Arch drove into the garage while Mort was unlocking the door.

‘How was it?’

‘Great fun. I’m taking a shower, join me?’

‘They soaped each other, rinsed off, then stood under cold needles for half a minute before shaking off the drops and wandering out to the garden to dry. Mort gave an account of the evening, omitting details of the testing of Don and Sly’s tolerance.

‘So, Procura took Perdita in, and those bracelets you brought home are a gift in memory of her. Has what she told you changed your mind about your mother?’

Mort fetched the bracelets and handed one to Arch. ‘I still think she was a callous bitch, but I admire her primeval ability to fend for herself. This bracelet is yours, because you’re the only person who loved her. I’ll keep the other to remind me not to be too judgemental.’

‘That is very generous of you, Mort. You’re a sweet young man underneath all that cool rationality.’

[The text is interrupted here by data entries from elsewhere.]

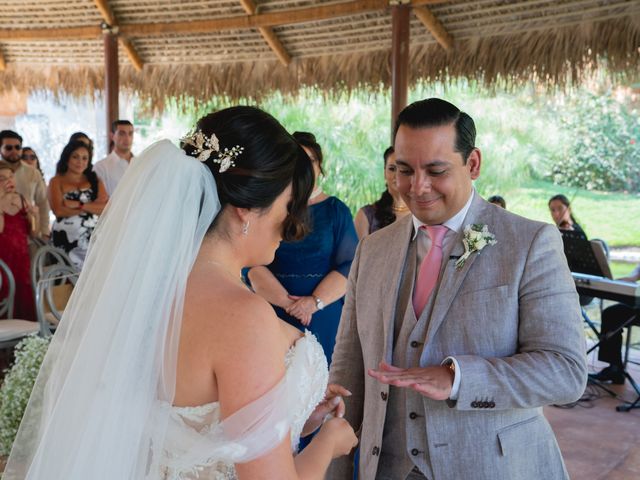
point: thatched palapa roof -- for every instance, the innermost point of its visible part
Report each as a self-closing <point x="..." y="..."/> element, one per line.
<point x="250" y="47"/>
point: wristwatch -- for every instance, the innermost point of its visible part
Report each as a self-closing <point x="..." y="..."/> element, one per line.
<point x="319" y="303"/>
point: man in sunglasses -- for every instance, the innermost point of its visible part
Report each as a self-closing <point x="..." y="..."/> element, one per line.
<point x="29" y="182"/>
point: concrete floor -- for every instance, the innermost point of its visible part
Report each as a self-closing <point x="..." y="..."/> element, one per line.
<point x="597" y="441"/>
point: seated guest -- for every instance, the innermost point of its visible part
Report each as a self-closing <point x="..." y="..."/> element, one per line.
<point x="30" y="158"/>
<point x="560" y="209"/>
<point x="610" y="350"/>
<point x="497" y="200"/>
<point x="77" y="198"/>
<point x="29" y="183"/>
<point x="17" y="221"/>
<point x="388" y="208"/>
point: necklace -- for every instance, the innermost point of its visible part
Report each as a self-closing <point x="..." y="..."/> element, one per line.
<point x="226" y="270"/>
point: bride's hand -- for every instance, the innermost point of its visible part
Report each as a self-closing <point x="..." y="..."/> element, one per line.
<point x="340" y="434"/>
<point x="331" y="405"/>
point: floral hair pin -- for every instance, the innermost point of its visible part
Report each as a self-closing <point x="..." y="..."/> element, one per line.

Mort smiled. ‘If you’re not my father I’m going to insist you adopt me.’ He yawned. ‘I’d better go to bed. Self-defence at six in the morning.’

 

*****

Mort woke early. He hadn’t really slept. All night he’d been cursing himself for agreeing to Don’s request. What had he been thinking? He didn’t want to have sex with an old man; especially when Procura had just told him he’d be a useless rent boy. But could he back out? He’d given his word. Would Don be angry and tell him to get out of oasis if he reneged on the deal?

Mort went for a long run before meeting the self-defence guys, then took an acrobatics class with three girls, without having eaten breakfast.

At ten o’clock, hot, sweaty and hungry, Mort entered the house, helped himself to a chocolate bar and wandered through to the patio, intending to take a dip in the pool. Low voices stopped him. Calumnia was speaking. The deeper voice of a man responded. It couldn’t be Arch as he was out on a job. Mort moved silently forward and peered out. Calumnia, sprawled on her back on a towel, was being massaged by Hercules! Both were naked.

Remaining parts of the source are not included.